Richard Keble (died 1683/84) was an English lawyer and judge, a supporter of the Parliamentarian cause during the English Civil War. During the early years of the Interregnum he was a Keeper of the Great Seal. He was also an active judge who presided at several high-profile trials. At the Restoration under a provision in the Indemnity and Oblivion Act he was forbidden from holding further public offices.
Richard Keble was from Suffolk, of an old family settled at Old Newton. He was admitted a member of Gray's Inn, 7 August 1609. He called to the bar 14 July 1614, and became an ancient of the inn in 1632 and Lent Reader in 1639. He is first mentioned in George Croke's "Reports" in 1636. Parliament appointed him a judge in Wales in March 1647, and he became a serjeant-at-law in 1648.
During 1648 Keble was sent to Norwich to handle a mutiny.
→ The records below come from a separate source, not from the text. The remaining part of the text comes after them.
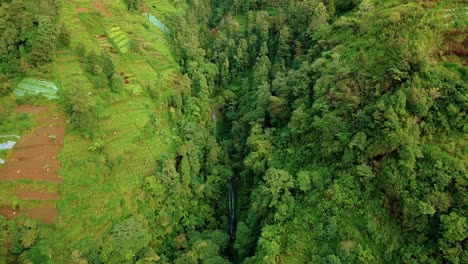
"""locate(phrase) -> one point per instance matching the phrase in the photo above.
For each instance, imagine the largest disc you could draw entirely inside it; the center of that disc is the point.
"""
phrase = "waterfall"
(232, 194)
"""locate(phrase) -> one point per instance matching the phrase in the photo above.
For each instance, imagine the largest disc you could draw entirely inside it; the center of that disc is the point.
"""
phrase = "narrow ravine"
(231, 187)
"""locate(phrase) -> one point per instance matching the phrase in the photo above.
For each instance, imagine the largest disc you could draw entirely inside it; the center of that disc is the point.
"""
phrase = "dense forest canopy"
(340, 125)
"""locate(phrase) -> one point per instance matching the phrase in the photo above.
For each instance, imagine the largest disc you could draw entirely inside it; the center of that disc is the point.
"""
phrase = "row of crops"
(157, 23)
(119, 39)
(7, 142)
(30, 86)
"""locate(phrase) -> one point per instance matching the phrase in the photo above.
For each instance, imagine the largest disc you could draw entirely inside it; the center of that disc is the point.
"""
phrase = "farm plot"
(119, 39)
(29, 180)
(157, 23)
(30, 86)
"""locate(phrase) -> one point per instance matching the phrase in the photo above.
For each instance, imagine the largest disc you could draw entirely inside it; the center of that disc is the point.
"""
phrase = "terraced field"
(119, 39)
(30, 86)
(29, 179)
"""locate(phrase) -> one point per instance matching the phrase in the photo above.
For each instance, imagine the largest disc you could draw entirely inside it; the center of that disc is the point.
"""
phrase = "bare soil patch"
(45, 214)
(35, 157)
(145, 9)
(35, 154)
(26, 195)
(82, 10)
(99, 5)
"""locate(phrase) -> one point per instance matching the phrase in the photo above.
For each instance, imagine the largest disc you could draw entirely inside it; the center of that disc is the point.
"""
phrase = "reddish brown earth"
(82, 10)
(35, 157)
(99, 5)
(45, 214)
(25, 195)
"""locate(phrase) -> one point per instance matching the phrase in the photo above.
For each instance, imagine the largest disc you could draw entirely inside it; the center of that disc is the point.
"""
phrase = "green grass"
(101, 189)
(30, 86)
(119, 39)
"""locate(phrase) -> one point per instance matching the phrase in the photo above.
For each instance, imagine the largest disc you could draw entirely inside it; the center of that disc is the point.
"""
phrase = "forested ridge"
(340, 126)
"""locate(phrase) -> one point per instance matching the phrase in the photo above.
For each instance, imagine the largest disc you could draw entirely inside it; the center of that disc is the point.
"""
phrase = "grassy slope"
(94, 197)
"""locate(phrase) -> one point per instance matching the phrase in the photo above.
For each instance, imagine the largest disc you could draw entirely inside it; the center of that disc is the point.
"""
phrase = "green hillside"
(170, 131)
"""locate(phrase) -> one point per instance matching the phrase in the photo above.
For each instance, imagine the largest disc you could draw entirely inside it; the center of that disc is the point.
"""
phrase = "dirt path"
(44, 214)
(82, 10)
(35, 157)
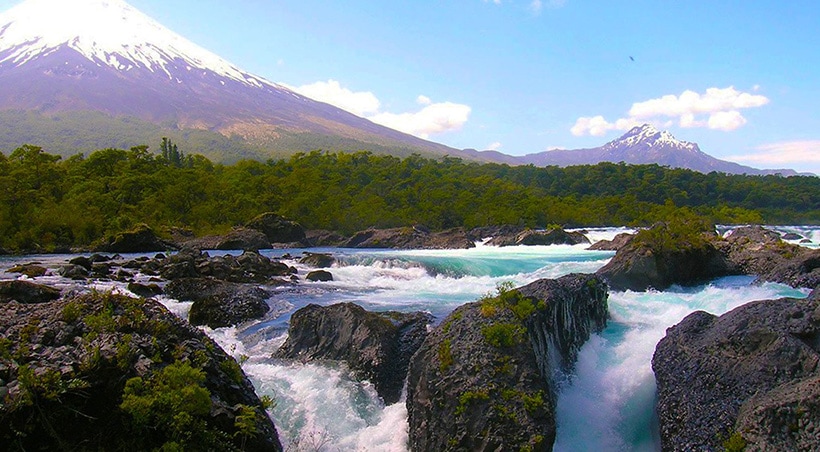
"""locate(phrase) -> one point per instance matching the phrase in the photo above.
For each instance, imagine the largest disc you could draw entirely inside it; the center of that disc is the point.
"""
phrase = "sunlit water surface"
(606, 404)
After the execution of Charles I in 1649 he was appointed the junior of the three Lord Commissioners (along with Bulstrode Whitelocke and John Lisle) who had the custody of the Great Seal, they each having a salary of £1000 per annum. With William Lenthall, acting as the Master of the Rolls, Keble and Whitelocke issued a set of working rules for the Court of Chancery, while further reform was being deliberated.
Keble presided at two significant trials: that of John Lilburne the Leveller in October 1649, and that of the Presbyterian plotter Christopher Love in 1651. At Love's trial he declared that "whatsoever is not consonant to Scripture in the Law of England, is not the Law of England".Thomas Widdrington replaced him as Lord Commissioner in April 1654. The reasons were largely political, Keble having made enemies as a high court justice.